NEW YORK ÜÇLEMESİ
CAM KENT, HAYALETLER,
KİLİTLİ ODA
Paul Auster
İngilizce aslından
çeviren: İlknur Özdemir
Can Yayınları
284 sayfa
Üç hikayeden oluşuyor
kitap. Bu üç hikayeyi ayrı ayrı zamanlarda okusaydım muhtemelen anlamazdım. Peş
peşe okumuşken bile anladığımdan emin değilim.
*
CAM KENT
Peter Stilman’ın babası
akıl hastanesinden çıkacak. Peter Stilman çocukken babasından kötü muamele
görmüş o yüzden babasından korkuyor.
Peter ve karısı Virginia,
babayı takip etmesi ve Peter’i koruması için dedektif olarak bildikleri Paul
Auster’ı arıyorlar.
Ancak aradıkları numara
Daniel Quinn adlı kendi halinde bir yazara ait.
Quinn bozmuyor bu
yanlışlığı ve he he tamam ben dedektif Paul Auster’ım diyor ve baba Stilman’ın
peşine düşüyor.
Baba Stilman’ı uzunca bir
süre takip ediyor, hatta onunla muhabbet de ediyor. Ama sonra onu gözden
kaybediyor.
Bir umut gerçek dedektif
Paul Auster’a ulaşıp yardım istiyor. Ama Paul Auster dedektif falan olmadığını
söylüyor.
Quinn her şeyi anlatıyor
Auster’a.
İkisi de bu hikayeye
neden bulaşmış olduklarını anlamıyorlar.
Bir süre sonra gazetede
baba Stilman’ın öldüğü haberi çıkıyor. Peter Stilman ve karısı da kayıplara
karışmış.
Auster da işin peşini bırakıyor.
Auster’ın arkadaşı
içerliyor, niye işin peşini bıraktın diye.
HAYALETLER
Mavi, Beyaz’ın
talimatıyla Siyah’ı takip ediyor.
Bu iş Mavi’ye çok sıkıcı
geliyor, çünkü Siyah’ın günleri çok rutin. Siyah tüm gün evde yazı yazıyor ya
da bir şey okuyor.
Mavi, takibin
gelişmelerini düzenli olarak rapor ediyor Beyaz'a.
Mavi, bu uzaktan takipten
sıkıldığı için kılık değiştirip Siyah ile konuşuyor.

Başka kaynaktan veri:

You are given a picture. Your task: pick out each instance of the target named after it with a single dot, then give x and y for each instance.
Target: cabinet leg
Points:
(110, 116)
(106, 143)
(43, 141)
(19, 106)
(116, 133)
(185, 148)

Çeşitli kılıklara
bürünüyor.
Bir gün Siyah ile yaptığı
muhabbette Siyah diyor ki, ben dedektifim, birini takip ediyorum, çok sıkıcı.
Nasıl yani?
Mavi dedektifti, Siyah’ı
takip ediyordu. Siyah da dedektif miymiş de Mavi’yi mi takip ediyormuş?
Mavi, Siyah’ın evine
giriyor ve Siyah’ın okuyup yazdığı kağıtlara bakıyor. Bu kağıtlar, Mavi’nin
Beyaz’a yazdığı raporlar.
Ay ne oluyor?
Ben şok!
Mavi şehri terk ediyor ve
hikaye bitiyor.
KİLİTLİ ODA
Fanshawe, yıllarca
yazdıklarının hiçbirini yayımlatmıyor. “Başıma bir şey gelirse arkadaşımdan
yardım iste.” diye tembihte bulunuyor karısı Sophie’ye ve ardından ortadan
kayboluyor.
Karısı, kocasının
öldüğünü düşünüyor. Kocasının söylediği arkadaştan yardım istiyor.
Arkadaşlar ama yıllarca
görüşmemişler.
Arkadaş, Fanshawe’nin
yazdıklarını okuyor ve bunları yayımlatmaya karar veriyor. Sophie de bunu uygun
buluyor. Fanshawe’in yazıları kitap oluyor ve çok beğeniliyor.
Bu arada arkadaş ve
Sophie aşık oluyorlar, evleniyorlar. Sophie ile Fanshawe’in çocukları Ben’i de
kendi çocuğu gibi benimsiyor arkadaş. Sonra bu ikisinin de bir çocuğu oluyor,
adı Paul.
Bir gün esrarengiz bir
mektup geliyor adama. Fanshawe yazmış mektubu, ölmediğini ama yedi sene sonra
öleceğini, bundan ve mektuptan kimseye bahsetmemesini, kitaptan ve Sophie ile ilişkisinden
memnun olduğunu, bunun olacağını zaten bildiğini, karısı için en uygunun bu
olduğunu yazmış mektupta. Yani ölmemiş, terk etmiş.
Adam bunu anlatmıyor
kimseye ama eski tadı da yok artık.
Fanshawe’in yazıları
birer birer kitap oluyor ve hepsi çok başarılı oluyor.
Sonunda Fanshawe’in
hayatını anlatan bir kitap basmayı düşünüyorlar. Adam bu çerçevede Fanshawe’in
hayatını araştırmak üzere çalışmalara başlıyor. Başka arkadaşlara gidiyor ama
kimseden doğru düzgün şeyler öğrenemiyor.
Fanshawe’in annesine de
gidiyor. Çocukken Fanshawe’in annesini çok güzel bulurmuş, kadın hala güzelmiş.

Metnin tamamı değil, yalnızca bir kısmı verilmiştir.